When collissions happen, you have to switch to use
C<< key_rewrite => 'PREFIXED' >> in the compile rules. All keys will
now get rewritten: the name-space prefix will be prepended. The prefixes
are defined by the mapping table provided with the C<< prefixes >> option
or by default from the XML schemas.
See L<XML::Compile::Schema/"Key rewrite"> for the full list of options.
=head3 Overruling produced structures (writer)
You may encounter broken servers. Actually, I have seen even expensive
server implementations and professional high-profile services which do
not follow the rules...
On any location in the data structure you provide, you can give a value
but also a fully prepared XML::LibXML node. For instance
my $doc = XML::LibXML::Document->new('1.1', 'UTF-8');
my $node = $doc->createElement('field);
$node->appendText(42);
my $xml = $schema->writer($type)->($doc, { field => $node });
$doc->setDocumentElement($xml);
print $xml->toString(1); # perl string
print $doc->toString(1); # bytes
You will probably need more than one attempt to produce the correct
output... Only use this when you are sure that the receiving party
is broken.
=head3 Producing CDATA blocks (writer)
To get CDATA blocks, the solution is very close to the example in the
previous section:
my $doc = XML::LibXML::Document->new('1.1', 'UTF-8');
my $cdata = $doc->createCDATASection($content);
my $xml = $schema->writer($type)->($doc, { field => $cdata });
$doc->setDocumentElement($xml);
The "$content" is a Perl string, which means that it needs to be
utf8 when it is utf8. For instance:
use File::Slurp::Tiny;
my $content = read_file $filename, binmode => 'utf8';
my $cdata = $doc->createCDATASection($content);
When using SOAP (with or without WSDL) you need to do something like
this:
use XML::LibXML; # for ::Document
my $wsdl = ...usual...
my $doc = XML::LibXML::Document->new('1.0', 'UTF-8');
my %data = (
_doc => $doc,
password => $doc->createCDATASection($password),
);
$wsdl->call(Login => \%data);
The XML which is sent is usually created inside the client library, but
you need to create the CDATA block inside the same document structure.

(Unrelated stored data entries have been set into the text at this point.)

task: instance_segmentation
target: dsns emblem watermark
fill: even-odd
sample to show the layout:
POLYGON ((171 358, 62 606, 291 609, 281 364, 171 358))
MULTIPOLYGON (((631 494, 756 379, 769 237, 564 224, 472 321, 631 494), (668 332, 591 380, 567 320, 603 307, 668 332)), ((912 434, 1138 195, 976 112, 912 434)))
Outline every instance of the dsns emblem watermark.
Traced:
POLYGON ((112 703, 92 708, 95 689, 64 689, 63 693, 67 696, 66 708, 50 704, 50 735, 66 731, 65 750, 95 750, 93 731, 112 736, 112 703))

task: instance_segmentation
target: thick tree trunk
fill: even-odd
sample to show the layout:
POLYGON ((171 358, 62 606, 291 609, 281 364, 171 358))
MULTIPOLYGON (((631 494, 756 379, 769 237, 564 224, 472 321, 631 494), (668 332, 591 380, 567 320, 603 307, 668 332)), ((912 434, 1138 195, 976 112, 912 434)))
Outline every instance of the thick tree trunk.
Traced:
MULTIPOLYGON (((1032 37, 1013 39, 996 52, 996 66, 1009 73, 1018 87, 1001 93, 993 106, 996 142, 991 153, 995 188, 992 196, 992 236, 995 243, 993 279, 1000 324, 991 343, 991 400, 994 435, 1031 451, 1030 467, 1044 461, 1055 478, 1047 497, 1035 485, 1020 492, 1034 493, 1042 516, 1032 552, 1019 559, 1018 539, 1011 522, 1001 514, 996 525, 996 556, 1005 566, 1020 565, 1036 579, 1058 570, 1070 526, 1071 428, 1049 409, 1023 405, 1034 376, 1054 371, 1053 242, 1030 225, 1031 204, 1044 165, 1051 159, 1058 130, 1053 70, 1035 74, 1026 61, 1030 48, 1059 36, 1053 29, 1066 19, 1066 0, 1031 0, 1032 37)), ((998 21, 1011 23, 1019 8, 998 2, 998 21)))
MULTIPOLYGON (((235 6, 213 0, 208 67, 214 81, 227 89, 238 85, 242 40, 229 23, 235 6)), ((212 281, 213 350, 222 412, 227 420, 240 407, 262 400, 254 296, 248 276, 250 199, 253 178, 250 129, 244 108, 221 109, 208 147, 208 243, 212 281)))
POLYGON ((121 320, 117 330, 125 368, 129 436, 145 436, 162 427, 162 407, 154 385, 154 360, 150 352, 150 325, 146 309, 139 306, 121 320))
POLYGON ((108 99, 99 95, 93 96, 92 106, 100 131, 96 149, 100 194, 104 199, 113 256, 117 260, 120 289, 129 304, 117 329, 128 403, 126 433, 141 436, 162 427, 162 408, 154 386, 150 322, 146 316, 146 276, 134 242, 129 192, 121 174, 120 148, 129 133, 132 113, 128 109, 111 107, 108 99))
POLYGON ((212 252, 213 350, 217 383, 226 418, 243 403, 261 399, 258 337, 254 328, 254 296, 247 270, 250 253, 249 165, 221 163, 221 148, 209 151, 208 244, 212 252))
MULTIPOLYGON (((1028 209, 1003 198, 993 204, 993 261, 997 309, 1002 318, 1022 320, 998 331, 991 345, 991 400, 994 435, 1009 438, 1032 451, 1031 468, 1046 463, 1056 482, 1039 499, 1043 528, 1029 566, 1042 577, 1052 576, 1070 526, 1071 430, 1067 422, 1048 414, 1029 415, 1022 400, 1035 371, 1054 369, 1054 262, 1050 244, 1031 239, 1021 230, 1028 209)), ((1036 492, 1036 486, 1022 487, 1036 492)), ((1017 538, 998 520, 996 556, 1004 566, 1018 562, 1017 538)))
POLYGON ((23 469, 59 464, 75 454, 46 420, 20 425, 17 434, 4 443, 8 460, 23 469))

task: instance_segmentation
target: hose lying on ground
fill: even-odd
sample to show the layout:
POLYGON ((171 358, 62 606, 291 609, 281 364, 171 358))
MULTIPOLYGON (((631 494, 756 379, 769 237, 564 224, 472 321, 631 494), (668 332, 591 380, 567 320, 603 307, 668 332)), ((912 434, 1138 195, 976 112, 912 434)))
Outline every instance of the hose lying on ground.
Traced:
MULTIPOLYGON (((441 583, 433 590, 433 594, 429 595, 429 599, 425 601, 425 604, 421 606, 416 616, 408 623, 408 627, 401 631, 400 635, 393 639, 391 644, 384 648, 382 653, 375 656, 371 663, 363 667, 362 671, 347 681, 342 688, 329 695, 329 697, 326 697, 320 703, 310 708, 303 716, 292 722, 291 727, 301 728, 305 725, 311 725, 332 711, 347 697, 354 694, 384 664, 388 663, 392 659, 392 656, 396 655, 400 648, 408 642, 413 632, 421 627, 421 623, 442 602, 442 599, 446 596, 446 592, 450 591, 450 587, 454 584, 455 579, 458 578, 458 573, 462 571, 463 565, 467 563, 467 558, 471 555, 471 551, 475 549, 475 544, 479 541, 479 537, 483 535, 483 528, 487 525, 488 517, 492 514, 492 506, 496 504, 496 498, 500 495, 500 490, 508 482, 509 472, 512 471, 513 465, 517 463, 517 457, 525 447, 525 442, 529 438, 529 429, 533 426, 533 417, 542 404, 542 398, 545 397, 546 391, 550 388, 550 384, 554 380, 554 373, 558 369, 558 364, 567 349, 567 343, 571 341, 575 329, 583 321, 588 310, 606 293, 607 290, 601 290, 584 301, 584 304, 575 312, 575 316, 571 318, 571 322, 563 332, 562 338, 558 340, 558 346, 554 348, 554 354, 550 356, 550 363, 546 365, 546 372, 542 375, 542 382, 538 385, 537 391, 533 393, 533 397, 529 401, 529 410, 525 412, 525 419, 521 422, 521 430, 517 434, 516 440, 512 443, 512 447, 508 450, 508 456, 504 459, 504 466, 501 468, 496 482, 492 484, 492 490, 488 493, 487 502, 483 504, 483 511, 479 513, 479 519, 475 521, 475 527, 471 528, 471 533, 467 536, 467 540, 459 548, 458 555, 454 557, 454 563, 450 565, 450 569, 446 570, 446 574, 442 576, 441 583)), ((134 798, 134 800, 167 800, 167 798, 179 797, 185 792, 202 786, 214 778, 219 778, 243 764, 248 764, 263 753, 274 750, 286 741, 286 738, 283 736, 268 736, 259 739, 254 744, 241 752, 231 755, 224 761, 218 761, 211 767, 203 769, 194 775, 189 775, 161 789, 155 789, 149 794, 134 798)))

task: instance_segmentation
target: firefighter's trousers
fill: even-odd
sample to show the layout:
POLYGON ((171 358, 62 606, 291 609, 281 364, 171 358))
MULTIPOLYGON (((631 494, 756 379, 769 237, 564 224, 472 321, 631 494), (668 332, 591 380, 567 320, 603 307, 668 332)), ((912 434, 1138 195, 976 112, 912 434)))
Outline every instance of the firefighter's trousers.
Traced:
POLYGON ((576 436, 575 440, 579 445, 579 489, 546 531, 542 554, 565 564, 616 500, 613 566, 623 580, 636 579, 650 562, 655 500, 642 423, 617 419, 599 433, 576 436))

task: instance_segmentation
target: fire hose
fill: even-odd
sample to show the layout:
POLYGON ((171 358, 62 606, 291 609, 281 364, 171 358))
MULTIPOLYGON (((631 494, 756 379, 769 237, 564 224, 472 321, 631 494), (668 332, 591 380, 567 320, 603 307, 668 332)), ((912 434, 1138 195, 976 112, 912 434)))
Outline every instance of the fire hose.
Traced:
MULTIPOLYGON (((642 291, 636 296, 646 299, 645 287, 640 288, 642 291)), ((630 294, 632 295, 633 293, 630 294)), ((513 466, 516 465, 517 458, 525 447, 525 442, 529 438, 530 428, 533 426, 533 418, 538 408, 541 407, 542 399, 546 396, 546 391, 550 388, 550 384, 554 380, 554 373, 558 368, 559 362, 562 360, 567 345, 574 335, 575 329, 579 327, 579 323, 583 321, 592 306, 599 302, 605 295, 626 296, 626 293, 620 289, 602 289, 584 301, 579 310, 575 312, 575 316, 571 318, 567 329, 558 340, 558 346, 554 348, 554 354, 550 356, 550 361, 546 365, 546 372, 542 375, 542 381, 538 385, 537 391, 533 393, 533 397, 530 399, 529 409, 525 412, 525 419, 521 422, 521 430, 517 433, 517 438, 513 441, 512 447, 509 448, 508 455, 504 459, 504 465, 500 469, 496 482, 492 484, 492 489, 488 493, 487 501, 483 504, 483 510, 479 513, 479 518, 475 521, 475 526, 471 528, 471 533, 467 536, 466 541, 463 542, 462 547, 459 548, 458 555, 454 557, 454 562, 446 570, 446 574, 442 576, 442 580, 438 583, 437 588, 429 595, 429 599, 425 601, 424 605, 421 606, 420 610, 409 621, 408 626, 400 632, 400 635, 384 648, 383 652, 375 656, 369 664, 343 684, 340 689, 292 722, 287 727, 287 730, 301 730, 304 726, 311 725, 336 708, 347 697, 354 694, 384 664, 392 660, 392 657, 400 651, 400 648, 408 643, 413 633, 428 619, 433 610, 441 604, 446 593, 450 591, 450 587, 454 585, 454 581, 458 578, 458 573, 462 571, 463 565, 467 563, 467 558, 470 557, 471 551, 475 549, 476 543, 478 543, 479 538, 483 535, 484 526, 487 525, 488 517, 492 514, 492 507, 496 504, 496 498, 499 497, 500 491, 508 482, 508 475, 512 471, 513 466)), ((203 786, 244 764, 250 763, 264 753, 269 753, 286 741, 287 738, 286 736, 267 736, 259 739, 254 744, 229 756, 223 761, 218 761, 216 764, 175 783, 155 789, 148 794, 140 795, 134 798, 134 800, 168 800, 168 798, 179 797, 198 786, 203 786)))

But the C<_doc> provides a way to use your own document object. Do not
reuse it over multiple calls!
=head2 Schemas
Be aware that the "2001" schema specification is continuously under
development. So, the namespace has not been changed over time, but
the content has.
=head3 qualified elements
One of the more noticeable problems with schemas is the specification of
the namespaces to be used for the schema. In older schema's, like many
important protocols, there was no way to specify whether elements should
be used qualified or not. Some schema's lack the target namespace
declaration. Those fields did not exist in earlier versions of the
"2001" spec; it was defined in the documentation.
So, what you may encounter is something like:
<schema xmlns="http://www.w3.org/2001/XMLSchema">
where (in the current syntax) it should have been
<schema xmlns="http://www.w3.org/2001/XMLSchema"
targetNamespace="http://my-namespace"
elementFormDefault="qualified"
attributeFormDefault="unqualified">
The default for C<targetNamespace> is "namespace-less". The C<*FormDefault>
defaults are C<unqualified>, which is a pity: most schemas will use
qualified elements.
Of course, you can add these fields to the schema file, but that violates
the intergrity of that external resource. Therefore, use options:
my $schema = XML::Compile::Schema->new;
$schema->importDefinitions("schema.xsd"
, target_namespace => 'http://my-namespace'
, element_form_default => 'qualified'
);
You may also provide all these options with C<new()> directly.